A party with House members in the White House Rose Garden after the vote may have been premature, since Republicans in the Senate have already signaled they are in no hurry to advance a health care bill. Democratic activists took to Facebook to bash not just the bill’s passage, which they are now calling “Trumpcare,” but the White House celebration, vowing to challenge every Republican who voted for the bill in the 2018 midterm elections.
“My guess is we’re going to spend at least a month looking at the issue,” Republican senator Bob Corker of Tennessee said on MSNBC.
House Republicans cynically said they expect the Senate to make changes to the legislation, to “fix it,” making it clear their vote was political, not designed to move effective legislation, which they rushed to pass even before the independent Congressional Budget Office had time to score the effects of the bill. In the earlier version of the bill, it was projected that 24 million Americans would lose their health insurance.
Senator Joe Manchin, a Democrat from West Virginia, indicated the Republicans do not have 60 votes in the Senate.
“…They don’t have 60 votes, so it’s dead on arrival,” Manchin said in interviews after the House vote.
While not able to put together enough votes to stop the legislation from passing, House Democrats saw a reason for celebration. As the vote went down, they sang the ‘60s hit “Na Na Hey Hey (Kiss Him Goodbye),” indicating the Republicans were dooming their own reelection chances by voting to repeal the popular but controversial Obamacare.
Some news outlets are reporting that Trump and Pence got help behind the scenes to force a compromise from New Jersey congressman Tom MacArthur, who is considered a moderate, and Mark Meadows of North Carolina, chairman of the arch-conservative Freedom Caucus. It is unknown what individual deals were made with each House Republican to obtain their vote, but some of the specifics of the plan are being reported.
The Trump-House bill appears to gut one of the key provisions of Obamacare, the legal mandate that no person could be denied coverage by any insurance company for a so-called “preexisting condition.” This version of the bill would allow states to opt out of coverage for preexisting conditions, a move conservatives claim would lower premiums by removing sick people from the market, but critics say would allow insurance companies to simply not operate in some states or refuse coverage to an estimated 27 percent of Americans under 65 who have preexisting conditions, include cancer, heart disease and diabetes.
In order to gain the votes of so-called moderate Republicans who opposed the plan, the bill includes a pool of $8 billion over five years to supposedly help subsidize people with preexisting conditions. It is not clear how this will work, so the Senate will have to fix this part of the bill if they plan to pass a version of the legislation.
Health policy experts have argued this fix will not work. The Center for American Progress says the Republican plan would fall woefully short in providing coverage to individuals with preexisting conditions.
The Trump-House plan also defunds Planned Parenthood and makes drastic cuts to Medicaid to the tune of about $370 billion over 10 years. It also cuts $765 billion in taxes to fund the plan over 10 years, almost guaranteeing that the system that is in place now will collapse, as Trump has said all along.
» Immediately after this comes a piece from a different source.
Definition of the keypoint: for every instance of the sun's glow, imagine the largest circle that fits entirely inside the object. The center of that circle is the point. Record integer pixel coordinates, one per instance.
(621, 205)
If Obamacare was not collapsing before Trump’s election and this House vote, chances are it will now, unless the Senate defeats the bill or takes the time to actually fix the problems in the American health care system as it now exists.
Democratic House minority leader Nancy Pelosi came out firing after the vote, indicating the Democrats could take over a majority in the 2018 midterm elections.
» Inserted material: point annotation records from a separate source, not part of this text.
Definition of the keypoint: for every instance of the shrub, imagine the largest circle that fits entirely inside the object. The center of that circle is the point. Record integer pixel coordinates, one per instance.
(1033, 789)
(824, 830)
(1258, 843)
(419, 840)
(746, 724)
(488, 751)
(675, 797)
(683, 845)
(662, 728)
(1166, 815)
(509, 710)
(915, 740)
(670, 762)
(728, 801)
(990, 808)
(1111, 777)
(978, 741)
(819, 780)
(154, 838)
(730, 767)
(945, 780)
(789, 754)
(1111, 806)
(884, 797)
“Most Americans don’t know who their member of Congress is,” she said. “But they will now when they find out that you voted to take away their health care. You have every provision of this bill tattooed on your forehead. You will glow in the dark on this one.”
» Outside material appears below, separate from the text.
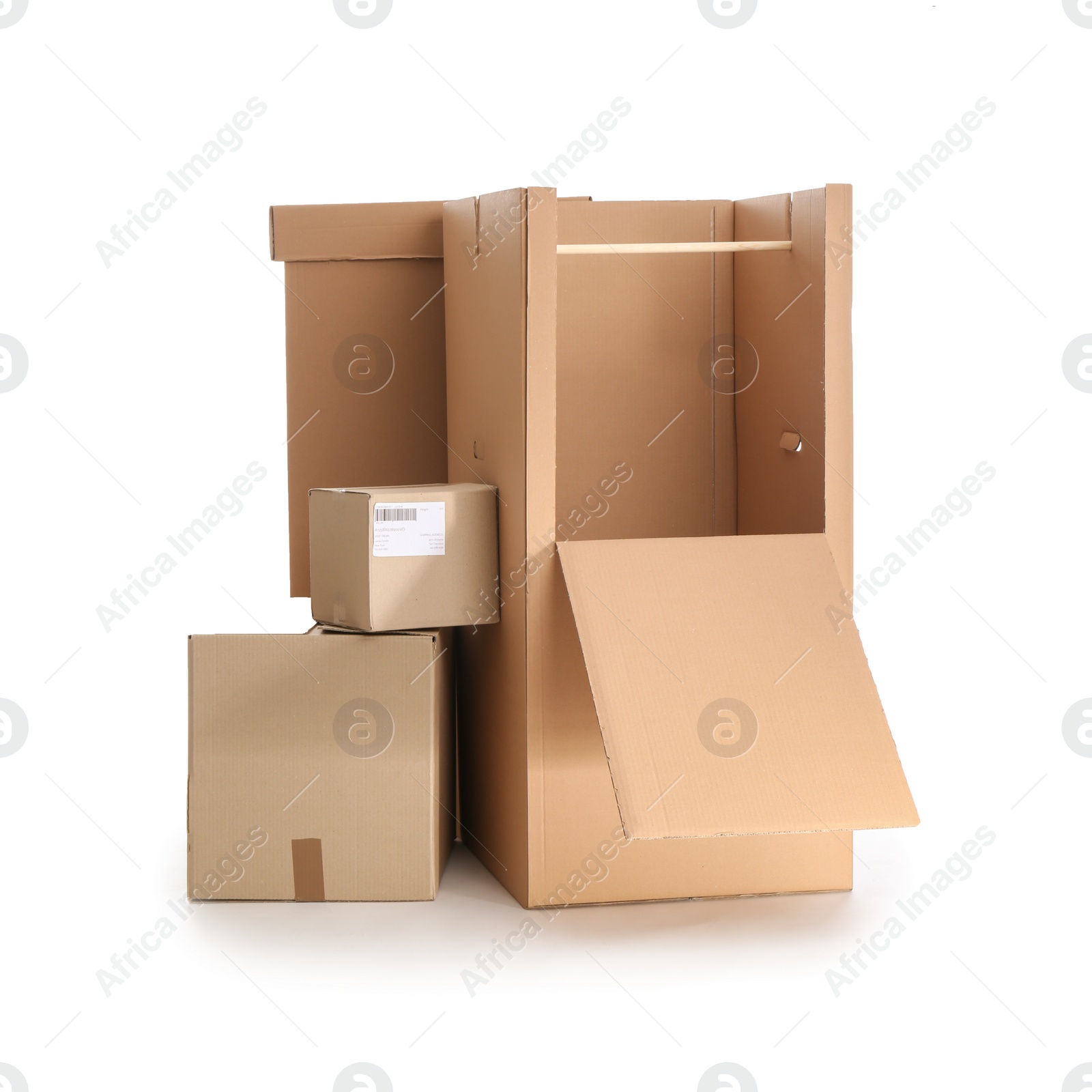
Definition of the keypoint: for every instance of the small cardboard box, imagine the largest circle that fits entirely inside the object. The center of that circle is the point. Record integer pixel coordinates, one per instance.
(364, 345)
(321, 766)
(409, 557)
Activists were livid in the Facebook Resistance, vowing that the Republicans will “rue the day” they voted to take away people’s health care.
The problem is, the Democratic Party does not have a deep bench of qualified candidates to run against Republicans in many districts, so it is not clear that the Democrats can find candidates to mount significant challenges across the country, especially in Deep South states such as Alabama.